Certaines études démontrent que le déménagement est la troisième source de stress après le deuil et le licenciement. On peut très bien imaginer, sans être un analyste chevronné, que faire parcourir 7000 kilomètres d’océan à ses petites affaires ajoute une dose d’angoisse non négligeable à l’opération. Déménager en Guyane ne ressemble en rien au transport de tes meubles avec cinq amis costauds, dont deux n’ont pas pu venir à cause d’un empêchement de dernière minute imparable, à charger de manière chaotique un 20 m³ de location et à te demander à chaque palier pourquoi tu possèdes autant d’objets lourds et volumineux en doutant aussitôt de leur réelle utilité. Généralement cela se termine avec quelques courbatures, à déguster des bières tièdes, assis sur des cartons, en se remémorant fièrement l’ascension épique du lave linge au sommet des trois étages, véritable Everest du transbahutage amateur.
Pour faire venir en Guyane une partie de sa vie matérielle, il va falloir procéder autrement. Tout d’abord il faut trouver un transitaire fiable et pas trop cher et naturellement tu te jettes sur les forums en quête de précieux conseils. Cela fait à peu près le même effet que la fois où, ressentant une petite douleur au bras, tu t’es précipité sur Doctissimo pour ressortir vingt minutes plus tard avec une gangrène inextinguible qui te conduisait tout droit à l’amputation. Tu finis par choisir un prestataire, comme on presse la détente à la roulette russe, en croisant les doigts pour échapper à la perte de container, aux retards indécents, aux vols d’objets et à la fragmentation d’une partie de ta précieuse vaisselle.
Tu vas avoir un peu de temps pour faire le tri et la liste de ce que tu souhaites emporter. C’est une expérience cathartique véritablement bénéfique de donner ou de remplir les bennes de la déchetterie d’une multitude d’objets superflus en se demandant comment ils ont pu coloniser aussi efficacement le fond de tes placards et ton grenier. Un nouveau mot vient enrichir ton vocabulaire : le repli. Sous ce vocable, aux sonorités de jargon militaire, se cache la notion d’emballer dans des cartons des affaires parfaitement inutiles mais dont il est impensable de se séparer et à les confier à des amis, des membres de la famille, qui, devant ton état de désarroi avancé, n’auront pas le courage d’exprimer le moindre refus.
Il y a une étape assez sympa qui consiste à se départir de ses vêtements chauds, parfaitement inutiles en Guyane. Tu te constitues juste une ou deux tenues d’explorateur polaire, pour survivre, le cas échéant, à un séjour futur dans les frimas de la métropole. Ta relation avec le conteneur de recyclage de vêtements devient presque intime, tu apprends progressivement à calibrer les sacs pour pouvoir les entrer dans sa gueule béante et qu’il les avale sans trop d’efforts.
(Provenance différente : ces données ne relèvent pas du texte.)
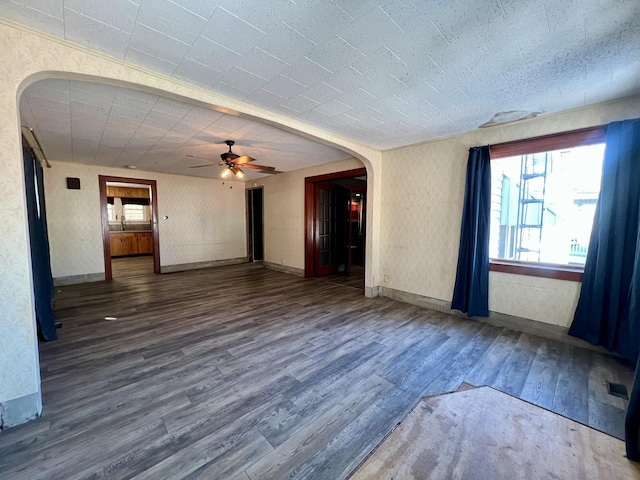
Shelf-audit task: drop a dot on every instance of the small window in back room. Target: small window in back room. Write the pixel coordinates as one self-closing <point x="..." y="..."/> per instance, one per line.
<point x="133" y="213"/>
<point x="543" y="204"/>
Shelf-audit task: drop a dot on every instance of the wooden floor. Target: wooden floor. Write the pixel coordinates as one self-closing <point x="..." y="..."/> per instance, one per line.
<point x="247" y="373"/>
<point x="482" y="433"/>
<point x="354" y="278"/>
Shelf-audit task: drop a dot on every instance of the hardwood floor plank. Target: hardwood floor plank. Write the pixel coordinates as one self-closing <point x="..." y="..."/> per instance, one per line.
<point x="572" y="390"/>
<point x="515" y="370"/>
<point x="540" y="385"/>
<point x="487" y="369"/>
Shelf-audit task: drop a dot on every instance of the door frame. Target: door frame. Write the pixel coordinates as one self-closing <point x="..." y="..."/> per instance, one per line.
<point x="250" y="231"/>
<point x="106" y="244"/>
<point x="310" y="213"/>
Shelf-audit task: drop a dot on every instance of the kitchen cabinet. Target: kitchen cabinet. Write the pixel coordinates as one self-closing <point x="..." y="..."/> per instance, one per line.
<point x="131" y="243"/>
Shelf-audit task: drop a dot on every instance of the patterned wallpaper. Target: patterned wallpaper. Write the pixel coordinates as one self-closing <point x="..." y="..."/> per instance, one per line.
<point x="28" y="56"/>
<point x="284" y="211"/>
<point x="421" y="210"/>
<point x="206" y="218"/>
<point x="416" y="249"/>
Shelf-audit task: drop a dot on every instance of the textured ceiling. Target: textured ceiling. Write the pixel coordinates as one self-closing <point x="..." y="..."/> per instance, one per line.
<point x="384" y="74"/>
<point x="98" y="124"/>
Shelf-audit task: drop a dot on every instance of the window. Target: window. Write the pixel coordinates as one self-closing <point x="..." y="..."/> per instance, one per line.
<point x="543" y="198"/>
<point x="133" y="212"/>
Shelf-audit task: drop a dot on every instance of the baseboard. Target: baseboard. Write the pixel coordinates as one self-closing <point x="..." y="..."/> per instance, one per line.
<point x="74" y="279"/>
<point x="20" y="410"/>
<point x="525" y="325"/>
<point x="181" y="267"/>
<point x="298" y="272"/>
<point x="371" y="292"/>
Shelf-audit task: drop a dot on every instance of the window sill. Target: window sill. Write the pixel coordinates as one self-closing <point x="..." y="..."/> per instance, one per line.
<point x="545" y="270"/>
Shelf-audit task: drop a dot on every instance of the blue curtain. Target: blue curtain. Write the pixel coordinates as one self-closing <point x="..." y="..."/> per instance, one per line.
<point x="39" y="239"/>
<point x="471" y="290"/>
<point x="608" y="311"/>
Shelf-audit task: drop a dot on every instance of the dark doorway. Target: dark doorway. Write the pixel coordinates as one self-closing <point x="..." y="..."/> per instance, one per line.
<point x="133" y="242"/>
<point x="255" y="224"/>
<point x="335" y="224"/>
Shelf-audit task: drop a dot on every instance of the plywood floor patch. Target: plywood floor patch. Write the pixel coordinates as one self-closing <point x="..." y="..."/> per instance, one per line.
<point x="482" y="433"/>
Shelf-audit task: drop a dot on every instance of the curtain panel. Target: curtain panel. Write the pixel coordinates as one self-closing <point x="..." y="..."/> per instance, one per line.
<point x="608" y="312"/>
<point x="471" y="289"/>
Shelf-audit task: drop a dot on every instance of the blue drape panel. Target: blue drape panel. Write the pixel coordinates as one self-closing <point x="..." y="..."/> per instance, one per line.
<point x="608" y="308"/>
<point x="471" y="290"/>
<point x="39" y="240"/>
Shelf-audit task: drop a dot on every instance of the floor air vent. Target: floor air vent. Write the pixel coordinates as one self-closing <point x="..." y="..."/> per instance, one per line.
<point x="617" y="390"/>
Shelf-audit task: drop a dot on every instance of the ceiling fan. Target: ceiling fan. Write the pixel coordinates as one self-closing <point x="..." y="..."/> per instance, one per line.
<point x="232" y="162"/>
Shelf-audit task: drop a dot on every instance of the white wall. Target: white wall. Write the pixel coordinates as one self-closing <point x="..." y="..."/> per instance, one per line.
<point x="25" y="57"/>
<point x="284" y="211"/>
<point x="421" y="210"/>
<point x="206" y="218"/>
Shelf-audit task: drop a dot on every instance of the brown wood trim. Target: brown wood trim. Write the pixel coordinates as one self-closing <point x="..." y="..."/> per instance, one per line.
<point x="546" y="143"/>
<point x="545" y="270"/>
<point x="309" y="212"/>
<point x="103" y="179"/>
<point x="309" y="225"/>
<point x="106" y="242"/>
<point x="356" y="172"/>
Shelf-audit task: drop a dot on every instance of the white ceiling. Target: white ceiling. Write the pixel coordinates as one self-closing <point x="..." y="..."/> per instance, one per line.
<point x="99" y="124"/>
<point x="382" y="73"/>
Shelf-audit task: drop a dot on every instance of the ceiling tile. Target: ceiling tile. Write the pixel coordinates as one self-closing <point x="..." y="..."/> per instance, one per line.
<point x="207" y="52"/>
<point x="316" y="21"/>
<point x="387" y="60"/>
<point x="336" y="54"/>
<point x="284" y="86"/>
<point x="200" y="74"/>
<point x="231" y="32"/>
<point x="262" y="63"/>
<point x="203" y="8"/>
<point x="149" y="61"/>
<point x="99" y="36"/>
<point x="300" y="103"/>
<point x="264" y="98"/>
<point x="171" y="19"/>
<point x="119" y="14"/>
<point x="333" y="108"/>
<point x="28" y="14"/>
<point x="307" y="72"/>
<point x="157" y="44"/>
<point x="286" y="44"/>
<point x="262" y="15"/>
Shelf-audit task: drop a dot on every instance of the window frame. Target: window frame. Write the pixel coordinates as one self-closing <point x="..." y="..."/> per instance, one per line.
<point x="124" y="214"/>
<point x="545" y="143"/>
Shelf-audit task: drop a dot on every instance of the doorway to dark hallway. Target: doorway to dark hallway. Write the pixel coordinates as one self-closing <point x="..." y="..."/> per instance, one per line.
<point x="335" y="226"/>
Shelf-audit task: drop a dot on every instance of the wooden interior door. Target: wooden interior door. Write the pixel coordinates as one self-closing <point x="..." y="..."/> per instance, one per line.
<point x="325" y="230"/>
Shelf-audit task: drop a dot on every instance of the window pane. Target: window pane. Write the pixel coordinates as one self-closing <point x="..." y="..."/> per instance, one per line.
<point x="133" y="212"/>
<point x="542" y="205"/>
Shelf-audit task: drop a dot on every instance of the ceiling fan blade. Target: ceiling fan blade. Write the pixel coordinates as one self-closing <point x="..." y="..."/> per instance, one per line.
<point x="243" y="159"/>
<point x="257" y="167"/>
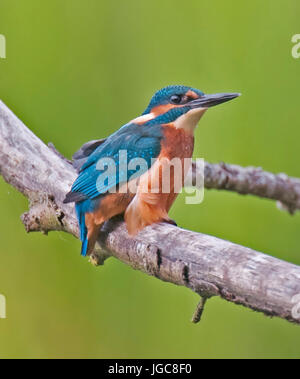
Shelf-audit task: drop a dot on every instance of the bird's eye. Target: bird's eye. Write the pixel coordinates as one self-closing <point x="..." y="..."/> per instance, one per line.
<point x="176" y="99"/>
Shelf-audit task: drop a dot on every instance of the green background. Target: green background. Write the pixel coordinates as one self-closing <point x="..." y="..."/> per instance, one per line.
<point x="77" y="70"/>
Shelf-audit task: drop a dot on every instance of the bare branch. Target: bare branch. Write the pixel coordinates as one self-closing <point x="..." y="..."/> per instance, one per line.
<point x="251" y="181"/>
<point x="207" y="265"/>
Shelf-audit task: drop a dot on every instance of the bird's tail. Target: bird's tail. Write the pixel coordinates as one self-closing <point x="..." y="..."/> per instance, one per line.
<point x="144" y="210"/>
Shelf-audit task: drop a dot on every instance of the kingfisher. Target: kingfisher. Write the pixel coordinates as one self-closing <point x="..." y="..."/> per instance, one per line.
<point x="164" y="131"/>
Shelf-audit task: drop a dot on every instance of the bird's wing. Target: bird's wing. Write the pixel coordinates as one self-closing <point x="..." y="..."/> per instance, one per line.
<point x="94" y="178"/>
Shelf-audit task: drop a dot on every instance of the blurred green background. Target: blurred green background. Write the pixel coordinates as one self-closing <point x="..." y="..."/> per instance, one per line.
<point x="77" y="70"/>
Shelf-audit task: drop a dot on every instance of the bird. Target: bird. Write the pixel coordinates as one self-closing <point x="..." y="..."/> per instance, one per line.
<point x="165" y="130"/>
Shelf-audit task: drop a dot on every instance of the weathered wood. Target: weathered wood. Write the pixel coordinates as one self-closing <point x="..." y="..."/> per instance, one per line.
<point x="207" y="265"/>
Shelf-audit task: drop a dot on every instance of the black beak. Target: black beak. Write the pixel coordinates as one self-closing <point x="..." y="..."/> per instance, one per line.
<point x="207" y="101"/>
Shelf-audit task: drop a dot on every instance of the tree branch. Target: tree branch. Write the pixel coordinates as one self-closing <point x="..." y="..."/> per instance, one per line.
<point x="207" y="265"/>
<point x="251" y="181"/>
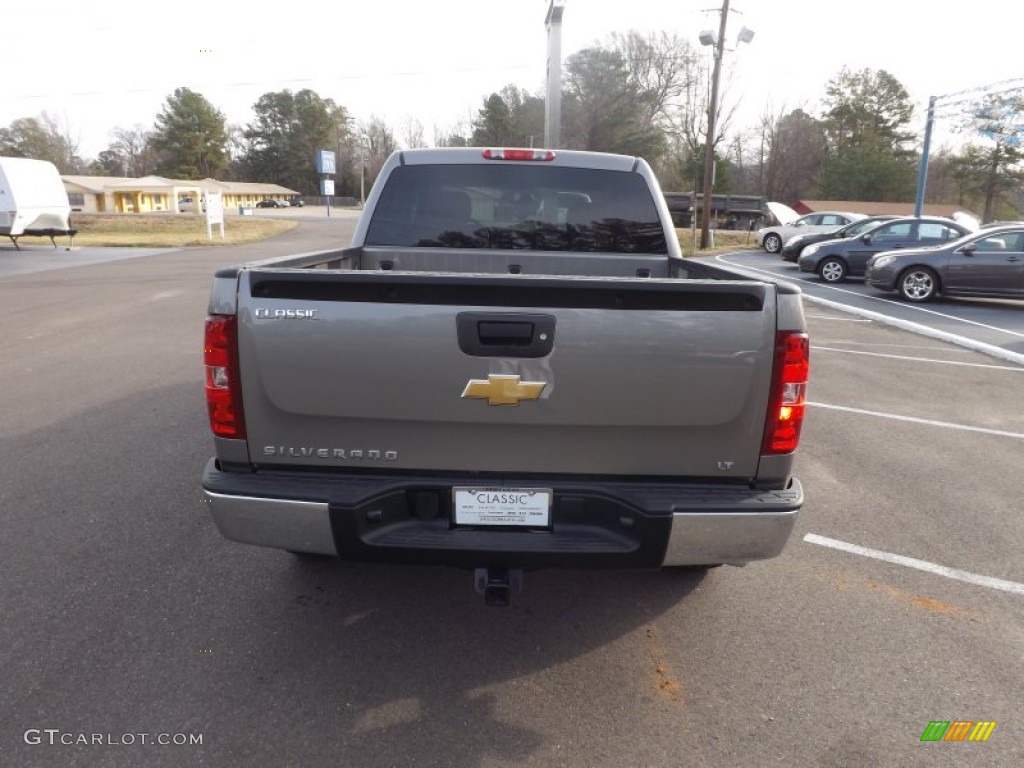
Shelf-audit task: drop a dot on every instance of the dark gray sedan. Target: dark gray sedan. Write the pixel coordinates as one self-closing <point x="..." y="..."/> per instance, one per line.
<point x="989" y="262"/>
<point x="835" y="260"/>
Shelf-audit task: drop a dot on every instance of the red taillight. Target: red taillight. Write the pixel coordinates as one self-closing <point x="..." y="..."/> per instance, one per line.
<point x="518" y="155"/>
<point x="788" y="392"/>
<point x="223" y="388"/>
Il est temps maintenant de remplir une liasse de documents administratifs, de signer des décharges et des documents douaniers, de faire la liste précise de ses effets et d’en estimer la valeur. Cette étape administrative qui rebuterait un professionnel expérimenté de la Sécurité Sociale va te permettre, par lassitude et fainéantise, de renoncer à la migration d’objets qui te paraissaient, quelques jours plus tôt, totalement indispensables. Le transporteur t’a confié quelques cartons pour emballer tes livres en te demandant expressément de ne rien faire pour le reste car il s’agit, là, d’une affaire de spécialistes.
Le jour J arrive enfin. Tu as aligné tous tes bibelots, comme dans une brocante de village. Les verres se serrent les uns contre les autres, faisant penser à une armée napoléonienne prête à partir au combat. Les cadres et les tableaux se sont regroupés au pied des murs tels une meute de loups un soir d’hiver, laissant juste l’empreinte de leur passage sur les murs initialement blancs de la maison. On sonne. Deux gaillards au large sourire déboulent en trombe, accompagnés d’une cargaison de cartons, d’une collection de rouleaux de matériaux d’emballage cartonnés, plastifiés, rembourrés. Ils se lancent aussitôt dans l’empaquetage des meubles, les recouvrant intégralement, avec la dextérité d’embaumeurs de momies. Ils tracent des lignes impeccables avec l’adhésif, à la vitesse de l’éclair, le rompant sans effort à la force de leurs doigts. Tu ne peux pas t’empêcher de repenser aux deux jours qu’il t’a fallu pour remplir dix cartons de livres, à deux, l’un s’escrimant à trouver l’infime déclivité indiquant le début du rouleau de scotch, et l’autre se rendant compte, au moment fatidique, que la paire de ciseaux a encore disparu. Les deux déménageurs virevoltent, prenant à peine le temps d’avaler une gorgée d’eau par cette canicule de début d’été. Les pièces se vident, et, devant la maison, s’amoncellent de surréalistes paquets gullivériens siglés abondamment par le logo du prestataire.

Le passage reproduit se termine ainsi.